Thanks, that is reassuring. I had one egg eater and I broke that habbit by buying those cheap plastic easter eggs, filling them with sand and taping them shut. I then placed them in all the nesting boxes and after a while, the culprit quit breaking eggs.


----------



## secuono

Hard boil or scramble the eggs, never give them the raw product. If you drop an egg, clean it up asap.


----------



## meme

I feed my chickens eggs once in a while. But I don`t do it that much, because I don`t want them to eat their eggs, right after they lay them. Its not bad for them. I would feed them about 3 or 4 chicken eggs a month.

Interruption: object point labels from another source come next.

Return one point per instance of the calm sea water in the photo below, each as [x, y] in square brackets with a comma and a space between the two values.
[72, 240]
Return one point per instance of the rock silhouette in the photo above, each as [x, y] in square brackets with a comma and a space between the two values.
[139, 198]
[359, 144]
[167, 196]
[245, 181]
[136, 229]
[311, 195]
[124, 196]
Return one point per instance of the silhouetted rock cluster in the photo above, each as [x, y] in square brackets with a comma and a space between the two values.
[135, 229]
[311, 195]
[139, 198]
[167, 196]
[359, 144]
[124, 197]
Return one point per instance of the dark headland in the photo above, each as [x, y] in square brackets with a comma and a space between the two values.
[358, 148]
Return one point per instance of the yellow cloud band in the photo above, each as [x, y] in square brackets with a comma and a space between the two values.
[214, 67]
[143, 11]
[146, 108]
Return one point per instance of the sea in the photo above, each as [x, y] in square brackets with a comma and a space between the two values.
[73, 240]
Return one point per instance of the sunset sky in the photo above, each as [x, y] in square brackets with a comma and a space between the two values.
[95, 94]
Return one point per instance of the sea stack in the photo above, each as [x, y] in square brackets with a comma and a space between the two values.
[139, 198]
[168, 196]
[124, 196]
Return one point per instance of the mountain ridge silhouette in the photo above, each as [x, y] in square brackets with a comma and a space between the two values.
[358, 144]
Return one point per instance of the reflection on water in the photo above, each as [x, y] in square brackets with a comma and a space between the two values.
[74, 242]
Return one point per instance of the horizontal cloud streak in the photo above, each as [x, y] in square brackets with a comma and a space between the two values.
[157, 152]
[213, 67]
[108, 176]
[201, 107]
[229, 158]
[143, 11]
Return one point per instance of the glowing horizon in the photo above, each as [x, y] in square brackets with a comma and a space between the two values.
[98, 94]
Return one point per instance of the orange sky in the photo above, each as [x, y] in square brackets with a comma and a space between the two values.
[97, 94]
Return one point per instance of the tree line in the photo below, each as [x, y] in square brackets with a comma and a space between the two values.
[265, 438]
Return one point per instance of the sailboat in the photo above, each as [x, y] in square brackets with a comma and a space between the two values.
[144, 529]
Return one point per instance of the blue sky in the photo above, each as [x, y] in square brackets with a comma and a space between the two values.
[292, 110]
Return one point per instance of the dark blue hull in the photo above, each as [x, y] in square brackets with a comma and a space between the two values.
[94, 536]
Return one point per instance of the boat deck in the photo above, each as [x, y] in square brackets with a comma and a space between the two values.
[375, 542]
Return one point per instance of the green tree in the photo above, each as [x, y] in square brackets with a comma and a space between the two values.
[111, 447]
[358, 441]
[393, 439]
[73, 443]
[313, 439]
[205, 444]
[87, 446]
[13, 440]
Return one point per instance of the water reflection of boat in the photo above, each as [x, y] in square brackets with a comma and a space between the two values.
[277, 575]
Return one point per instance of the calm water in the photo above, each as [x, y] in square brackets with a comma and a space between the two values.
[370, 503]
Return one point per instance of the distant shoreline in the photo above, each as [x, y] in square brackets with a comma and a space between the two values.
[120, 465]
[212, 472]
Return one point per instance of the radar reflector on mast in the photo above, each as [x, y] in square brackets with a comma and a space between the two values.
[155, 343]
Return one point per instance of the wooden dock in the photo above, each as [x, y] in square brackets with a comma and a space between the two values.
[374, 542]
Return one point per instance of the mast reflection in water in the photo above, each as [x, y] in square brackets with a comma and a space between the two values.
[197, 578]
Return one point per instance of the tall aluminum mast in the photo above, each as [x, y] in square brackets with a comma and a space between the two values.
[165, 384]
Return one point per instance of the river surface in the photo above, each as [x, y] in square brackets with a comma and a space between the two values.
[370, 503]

                       good luck,


----------



## TigerLilly

I feed my chickens cooked eggs periodically (like when I drop 1). I always feed them the eggshells for calcium.


----------



## chicks & ducks

I feed my chickens and ducks(and occasionally the cats grab a bite too) chicken eggs, scrambled. Usually it's only in 1 of 2 circumstances=
1. we have run out of chicken food at the last minute
or
2. we have 10 dozen or so eggs sitting in the fridge that need to be gone within the week.

I also sometimes will feed them eggs in the winter just to warm them up a little bit.  It probably doesn't matter to them but it makes me feel a bit better.


----------



## spifamily

I always crush extra eggs, or partially pecked eggs back to the livestock.  I had 6 eggs in a pail last night, and watched my Mcnabb steal the last one out of the pail and eat it.  I didn't know it was the last one until I caught her with it!


----------



## MonsterMalak

I would make sure to boil, cook, or mix in a feed.  Otherwise, the chickens can learn to eat their own eggs.  Then the habbit can spread rapidly, and is hard to break.  

But eggs are a great food source, sad to waste it.


----------



## elevan

When scrambled or hard cooked the eggs no longer even remotely resemble an egg to a chicken. 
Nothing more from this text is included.